The Linux kernel is not a place to work if you're not ready for some, shall we say, spirited argument. Still, one key developer in the project to expand Rust's place inside the largely C-based kernel feels the "nontechnical nonsense" is too much, so he's retiring.

Wedson Almeida Filho, a leader in the Rust for Linux project, wrote to the Linux kernel mailing list last week to remove himself as the project's maintainer. "After almost 4 years, I find myself lacking the energy and enthusiasm I once had to respond to some of the nontechnical nonsense, so it's best to leave it up to those who still have it in them," Filho wrote.
[...]
Filho also left a "sample for context," a link to a moment during a Linux conference talk in which an off-camera voice, identified by Filho in a Register interview as kernel maintainer Ted Ts'o, emphatically interjects: "Here's the thing: you're not going to force all of us to learn Rust." In the context of Filho's request that Linux's file system implement Rust bindings, Ts'o says that while he knows he must fix all the C code for any change he makes, he cannot or will not fix the Rust bindings that may be affected.
[...]
Drew DeVault, founder of SourceHut, blogged for a second time about Rust's attempts to find a place inside the Kernel. In theory the kernel should welcome enthusiastic input from motivated newcomers. "In practice, the Linux community is the wild wild west, and sweeping changes are infamously difficult to achieve consensus on, and this is by far the broadest sweeping change ever proposed for the project," DeVault writes.
[...]
Rather than test their patience with the kernel's politics, DeVault suggests Rust developers build a Linux-compatible kernel from scratch. "Freeing yourselves of the [Linux Kernel Mailing List] political battles would probably be a big win for the ambitions of bringing Rust into kernel space," DeVault writes.
[...]
Linus Torvalds [...] took a "wait and see" approach in 2021, hoping Rust would first make itself known in relatively isolated device drivers. At an appearance late last month, Torvalds... essentially agreed with the Rust-minded developer complaints, albeit from a much greater remove.

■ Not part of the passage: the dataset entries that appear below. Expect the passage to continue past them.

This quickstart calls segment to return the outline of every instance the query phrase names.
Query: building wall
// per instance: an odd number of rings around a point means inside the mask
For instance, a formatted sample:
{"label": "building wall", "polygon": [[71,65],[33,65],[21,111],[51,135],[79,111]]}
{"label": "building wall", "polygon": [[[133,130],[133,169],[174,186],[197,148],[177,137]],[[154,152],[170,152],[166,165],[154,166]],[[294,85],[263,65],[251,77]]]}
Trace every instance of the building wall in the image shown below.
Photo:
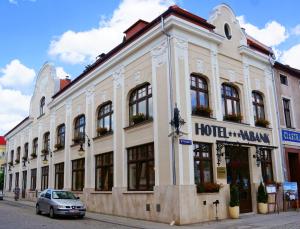
{"label": "building wall", "polygon": [[[150,34],[145,35],[148,37],[147,39],[142,37],[132,44],[129,54],[119,54],[111,62],[98,67],[85,79],[54,100],[51,100],[51,96],[56,88],[55,74],[50,65],[45,65],[36,82],[39,86],[36,86],[32,98],[29,121],[7,136],[7,152],[11,150],[16,152],[18,146],[22,147],[23,152],[26,142],[29,142],[30,151],[32,140],[38,137],[38,157],[30,160],[26,167],[22,167],[21,163],[15,165],[9,174],[14,174],[15,177],[15,172],[27,169],[27,187],[29,188],[30,171],[37,168],[37,190],[40,191],[41,167],[50,165],[49,187],[54,187],[54,165],[64,162],[64,189],[70,190],[72,186],[71,161],[85,158],[85,186],[83,192],[76,192],[76,194],[86,203],[90,211],[166,223],[174,220],[177,224],[187,224],[215,219],[213,201],[219,199],[219,218],[227,218],[229,184],[226,179],[220,179],[217,176],[219,165],[217,165],[216,141],[223,139],[196,134],[196,124],[219,125],[238,131],[263,133],[270,138],[270,143],[266,145],[280,147],[280,144],[276,116],[273,115],[276,112],[268,57],[247,47],[245,47],[246,51],[241,50],[241,44],[246,44],[246,37],[239,27],[235,15],[225,5],[221,5],[218,11],[221,13],[216,12],[211,22],[216,25],[215,31],[219,35],[203,28],[194,28],[190,22],[184,22],[180,26],[171,26],[172,23],[182,23],[182,21],[170,17],[166,20],[166,28],[171,34],[172,56],[170,61],[168,61],[166,37],[159,31],[160,25],[157,25]],[[232,28],[231,40],[224,38],[224,21],[228,22]],[[124,51],[124,53],[126,52]],[[169,66],[170,64],[171,66]],[[191,73],[202,74],[207,78],[210,106],[213,110],[210,119],[191,115]],[[153,90],[153,120],[143,125],[130,127],[129,94],[132,89],[146,82],[152,85]],[[243,115],[241,124],[223,121],[220,90],[223,82],[232,83],[239,90]],[[42,88],[42,85],[47,85],[47,90]],[[258,128],[254,125],[252,90],[259,90],[264,95],[270,128]],[[42,96],[46,97],[47,109],[45,115],[38,117],[37,111]],[[113,134],[96,137],[98,107],[106,101],[113,103]],[[199,194],[196,192],[193,146],[179,144],[178,138],[174,139],[174,145],[172,145],[172,139],[168,135],[172,131],[169,125],[172,118],[171,105],[174,106],[175,103],[180,110],[181,117],[186,122],[182,127],[182,131],[186,133],[184,138],[212,144],[214,182],[223,186],[218,193]],[[91,143],[88,146],[88,142],[85,141],[83,154],[79,153],[80,146],[74,145],[72,141],[74,119],[81,114],[86,117],[86,134]],[[56,143],[56,128],[62,123],[66,125],[66,146],[63,150],[54,152],[52,149]],[[48,157],[48,162],[44,164],[40,152],[42,136],[47,131],[50,131],[50,149],[53,153],[52,157]],[[240,141],[239,138],[228,140]],[[150,142],[154,142],[155,149],[154,190],[128,191],[127,148]],[[248,142],[242,141],[241,143],[247,144]],[[111,151],[114,152],[113,189],[109,192],[95,191],[94,156]],[[276,181],[282,180],[279,152],[278,149],[274,149],[272,152]],[[256,212],[256,187],[261,180],[261,168],[257,167],[256,161],[252,157],[254,154],[255,147],[249,146],[252,206],[253,211]],[[173,155],[175,177],[172,173]],[[224,157],[221,158],[220,166],[226,167]],[[175,185],[173,185],[174,178],[176,178]],[[6,188],[8,191],[8,187]],[[34,200],[34,196],[35,191],[27,191],[28,199]],[[204,201],[206,201],[206,205],[203,204]],[[146,211],[147,204],[150,206],[150,211]]]}

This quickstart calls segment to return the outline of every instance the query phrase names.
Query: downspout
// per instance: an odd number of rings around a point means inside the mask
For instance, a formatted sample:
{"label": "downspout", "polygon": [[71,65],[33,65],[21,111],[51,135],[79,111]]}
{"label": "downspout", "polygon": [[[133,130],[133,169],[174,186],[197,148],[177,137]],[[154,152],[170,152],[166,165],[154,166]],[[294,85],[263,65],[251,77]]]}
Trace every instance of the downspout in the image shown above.
{"label": "downspout", "polygon": [[278,130],[278,137],[279,137],[279,145],[280,145],[280,153],[281,153],[281,162],[282,162],[282,172],[283,172],[283,181],[287,179],[286,176],[286,164],[285,164],[285,155],[283,151],[283,144],[282,144],[282,134],[280,128],[280,115],[279,115],[279,106],[278,106],[278,98],[277,98],[277,89],[276,89],[276,82],[274,76],[274,59],[272,56],[269,56],[269,63],[271,65],[271,75],[272,75],[272,83],[273,83],[273,93],[275,98],[275,107],[276,107],[276,116],[277,116],[277,130]]}
{"label": "downspout", "polygon": [[[163,34],[167,38],[167,61],[168,61],[168,80],[169,80],[169,96],[170,96],[170,110],[171,110],[171,119],[173,118],[174,113],[174,105],[173,105],[173,71],[172,71],[172,63],[171,63],[171,35],[165,30],[165,21],[164,18],[161,17],[161,30]],[[174,127],[171,126],[172,133],[174,133]],[[171,151],[172,151],[172,175],[173,175],[173,185],[176,185],[176,163],[175,163],[175,136],[172,135],[172,144],[171,144]]]}

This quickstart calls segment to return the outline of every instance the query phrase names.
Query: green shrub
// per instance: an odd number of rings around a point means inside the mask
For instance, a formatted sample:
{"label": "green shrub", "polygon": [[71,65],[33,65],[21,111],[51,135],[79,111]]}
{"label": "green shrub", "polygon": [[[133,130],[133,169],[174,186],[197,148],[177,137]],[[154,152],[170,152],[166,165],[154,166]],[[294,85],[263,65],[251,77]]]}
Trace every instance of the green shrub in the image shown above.
{"label": "green shrub", "polygon": [[260,182],[257,191],[257,202],[258,203],[267,203],[268,202],[268,194],[266,192],[266,187]]}
{"label": "green shrub", "polygon": [[229,206],[235,207],[239,205],[240,205],[239,188],[236,185],[231,185]]}

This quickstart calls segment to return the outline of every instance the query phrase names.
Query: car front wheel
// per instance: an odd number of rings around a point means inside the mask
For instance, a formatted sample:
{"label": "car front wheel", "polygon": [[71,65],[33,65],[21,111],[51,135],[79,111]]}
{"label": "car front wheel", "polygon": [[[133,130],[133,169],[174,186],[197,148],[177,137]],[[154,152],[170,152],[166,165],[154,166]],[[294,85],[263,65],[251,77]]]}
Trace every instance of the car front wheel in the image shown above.
{"label": "car front wheel", "polygon": [[37,215],[40,215],[40,214],[41,214],[40,206],[39,206],[38,204],[35,206],[35,213],[36,213]]}
{"label": "car front wheel", "polygon": [[50,218],[54,218],[55,217],[54,209],[52,207],[50,208],[49,216],[50,216]]}

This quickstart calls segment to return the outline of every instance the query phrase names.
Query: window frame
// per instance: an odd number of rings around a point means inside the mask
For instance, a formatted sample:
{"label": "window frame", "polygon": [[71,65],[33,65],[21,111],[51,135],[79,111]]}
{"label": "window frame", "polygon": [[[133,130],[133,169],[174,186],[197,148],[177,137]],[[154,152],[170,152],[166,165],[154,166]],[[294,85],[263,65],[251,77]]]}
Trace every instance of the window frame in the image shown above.
{"label": "window frame", "polygon": [[30,170],[30,190],[31,191],[36,190],[36,174],[37,174],[36,168]]}
{"label": "window frame", "polygon": [[[282,107],[285,125],[287,128],[293,128],[292,126],[292,110],[291,110],[291,100],[287,98],[282,98]],[[288,117],[288,118],[287,118]]]}
{"label": "window frame", "polygon": [[50,132],[46,132],[43,135],[43,150],[45,150],[46,153],[49,153],[50,149]]}
{"label": "window frame", "polygon": [[289,86],[288,77],[286,75],[279,74],[279,78],[280,78],[280,84]]}
{"label": "window frame", "polygon": [[63,123],[57,127],[57,131],[56,131],[56,144],[60,144],[61,148],[65,147],[65,140],[66,140],[65,137],[66,137],[66,125]]}
{"label": "window frame", "polygon": [[[204,152],[204,149],[207,147],[207,151]],[[198,153],[198,155],[196,154]],[[208,153],[209,157],[203,157],[202,153]],[[196,156],[197,155],[197,156]],[[203,185],[205,183],[213,183],[214,182],[214,173],[213,173],[213,157],[212,157],[212,145],[210,143],[205,142],[193,142],[193,161],[194,161],[194,174],[196,179],[196,165],[197,165],[197,173],[199,173],[200,183],[197,183],[195,180],[196,185]],[[196,164],[196,161],[199,164]],[[210,181],[204,181],[204,164],[205,162],[209,162],[210,165]]]}
{"label": "window frame", "polygon": [[[235,92],[235,94],[237,95],[236,97],[234,96],[229,96],[226,94],[226,87],[229,87],[231,89],[231,94],[233,94],[233,91]],[[228,115],[241,115],[241,100],[240,100],[240,96],[239,96],[239,92],[236,89],[235,86],[228,84],[228,83],[223,83],[222,84],[222,89],[221,89],[221,95],[222,95],[222,102],[223,102],[223,108],[224,108],[224,116],[228,116]],[[231,103],[231,109],[232,109],[232,113],[229,114],[228,113],[228,107],[227,107],[227,100],[230,101]],[[236,102],[237,106],[235,107],[234,105],[234,101]]]}
{"label": "window frame", "polygon": [[41,191],[48,188],[49,185],[49,166],[41,167]]}
{"label": "window frame", "polygon": [[19,188],[19,179],[20,179],[20,173],[15,173],[15,188]]}
{"label": "window frame", "polygon": [[[82,167],[76,167],[74,168],[74,164],[77,163],[79,165],[82,165]],[[74,177],[74,173],[75,173],[75,177]],[[77,174],[79,173],[79,177],[81,179],[80,182],[78,182],[77,178]],[[80,159],[76,159],[76,160],[72,160],[72,191],[83,191],[84,189],[84,176],[85,176],[85,159],[84,158],[80,158]],[[74,187],[74,179],[75,180],[75,187]],[[82,187],[79,187],[81,183]]]}
{"label": "window frame", "polygon": [[[273,162],[272,162],[272,150],[270,149],[264,149],[263,150],[264,152],[261,152],[260,155],[260,167],[261,167],[261,175],[262,175],[262,179],[265,183],[272,183],[274,181],[274,171],[273,171]],[[265,153],[265,154],[264,154]],[[267,156],[266,156],[267,154]],[[266,168],[267,168],[267,165],[270,166],[271,168],[271,171],[272,171],[272,174],[271,174],[271,179],[270,180],[265,180],[265,177],[266,177]]]}
{"label": "window frame", "polygon": [[[149,147],[151,147],[152,149],[152,155],[153,157],[149,156],[149,153],[151,153],[151,151],[149,151]],[[147,149],[145,151],[145,149]],[[130,154],[136,154],[136,158],[135,159],[130,159],[131,156]],[[147,157],[146,158],[138,158],[138,154],[139,153],[146,153]],[[143,145],[138,145],[138,146],[134,146],[134,147],[130,147],[127,148],[127,186],[128,186],[128,191],[153,191],[153,188],[155,186],[155,171],[154,171],[154,167],[155,167],[155,152],[154,152],[154,143],[147,143],[147,144],[143,144]],[[139,155],[140,156],[140,155]],[[141,157],[141,156],[140,156]],[[141,174],[138,173],[138,168],[140,169],[140,173],[141,168],[142,168],[142,164],[146,163],[146,186],[145,188],[141,188],[140,187],[140,183],[141,183]],[[153,163],[153,174],[150,174],[149,169],[151,169],[151,163]],[[130,187],[130,165],[131,164],[135,164],[135,168],[136,168],[136,172],[135,172],[135,188],[131,188]],[[153,184],[150,184],[150,177],[151,175],[153,175],[154,177],[154,181]]]}
{"label": "window frame", "polygon": [[40,100],[40,116],[45,114],[45,104],[46,104],[46,99],[45,96],[43,96]]}
{"label": "window frame", "polygon": [[[105,113],[106,107],[109,106],[108,112]],[[103,111],[103,113],[102,113]],[[105,118],[109,117],[109,128],[107,129],[108,133],[113,132],[113,106],[112,102],[108,101],[103,103],[98,108],[98,114],[97,114],[97,127],[98,128],[106,128],[105,127]],[[97,135],[100,136],[100,133],[97,131]]]}
{"label": "window frame", "polygon": [[9,178],[8,178],[8,191],[11,192],[12,189],[12,180],[13,180],[13,174],[9,174]]}
{"label": "window frame", "polygon": [[[195,79],[195,80],[193,80]],[[200,82],[201,81],[201,82]],[[193,86],[193,82],[195,82],[195,86]],[[200,83],[204,85],[204,88],[200,87]],[[192,114],[195,114],[194,109],[197,107],[202,107],[205,109],[209,108],[209,90],[208,90],[208,83],[204,76],[198,74],[191,74],[190,75],[190,91],[194,91],[196,94],[196,107],[192,105]],[[201,93],[205,95],[206,101],[204,105],[201,104]],[[191,101],[192,102],[192,101]]]}
{"label": "window frame", "polygon": [[32,140],[32,154],[35,154],[37,156],[38,147],[39,147],[39,139],[38,138],[34,138]]}
{"label": "window frame", "polygon": [[29,144],[28,144],[28,142],[26,142],[25,144],[24,144],[24,158],[28,158],[28,153],[29,153]]}
{"label": "window frame", "polygon": [[[139,97],[139,91],[145,89],[146,91],[146,95]],[[150,93],[149,93],[150,91]],[[152,114],[150,114],[150,104],[149,104],[149,100],[152,99]],[[139,112],[139,104],[141,104],[142,102],[146,101],[146,113],[141,113]],[[135,114],[133,114],[132,112],[132,108],[135,107]],[[141,86],[138,86],[136,88],[134,88],[131,92],[130,92],[130,96],[129,96],[129,125],[135,125],[134,122],[132,121],[132,117],[134,115],[137,114],[144,114],[145,115],[145,121],[146,120],[151,120],[153,118],[153,98],[152,98],[152,85],[150,83],[145,83],[142,84]]]}
{"label": "window frame", "polygon": [[19,160],[19,162],[18,163],[16,162],[16,164],[20,163],[20,159],[21,159],[21,146],[18,146],[16,160]]}
{"label": "window frame", "polygon": [[[81,122],[81,119],[83,119],[83,122]],[[79,140],[79,141],[84,141],[85,140],[85,125],[86,125],[86,120],[85,120],[85,115],[79,115],[75,118],[74,121],[74,139]],[[83,131],[81,132],[81,128]]]}
{"label": "window frame", "polygon": [[[258,98],[260,97],[260,98]],[[259,99],[261,100],[261,103],[258,102]],[[265,113],[265,105],[264,105],[264,98],[262,96],[262,94],[258,91],[253,91],[252,92],[252,105],[253,105],[253,109],[254,109],[254,121],[257,121],[257,120],[265,120],[266,119],[266,113]],[[261,111],[263,111],[263,114],[259,114],[259,109],[258,108],[261,108]],[[258,117],[261,117],[262,118],[258,118]]]}
{"label": "window frame", "polygon": [[[95,155],[95,191],[112,191],[114,186],[114,159],[113,152],[103,153]],[[107,162],[109,158],[109,162]],[[97,164],[100,161],[100,164]],[[103,171],[104,170],[104,171]],[[101,187],[98,188],[97,174],[100,171]],[[110,172],[111,171],[111,172]],[[108,186],[103,185],[105,183],[105,175],[107,175]]]}
{"label": "window frame", "polygon": [[63,189],[64,188],[64,162],[57,163],[54,165],[54,188]]}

"I was expecting [Rust] updates to be faster, but part of the problem is that old-time kernel developers are used to C and don't know Rust," Torvalds said. "They're not exactly excited about having to learn a new language that is, in some respects, very different. So there's been some pushback on Rust." Torvalds added, however, that "another reason has been the Rust infrastructure itself has not been super stable."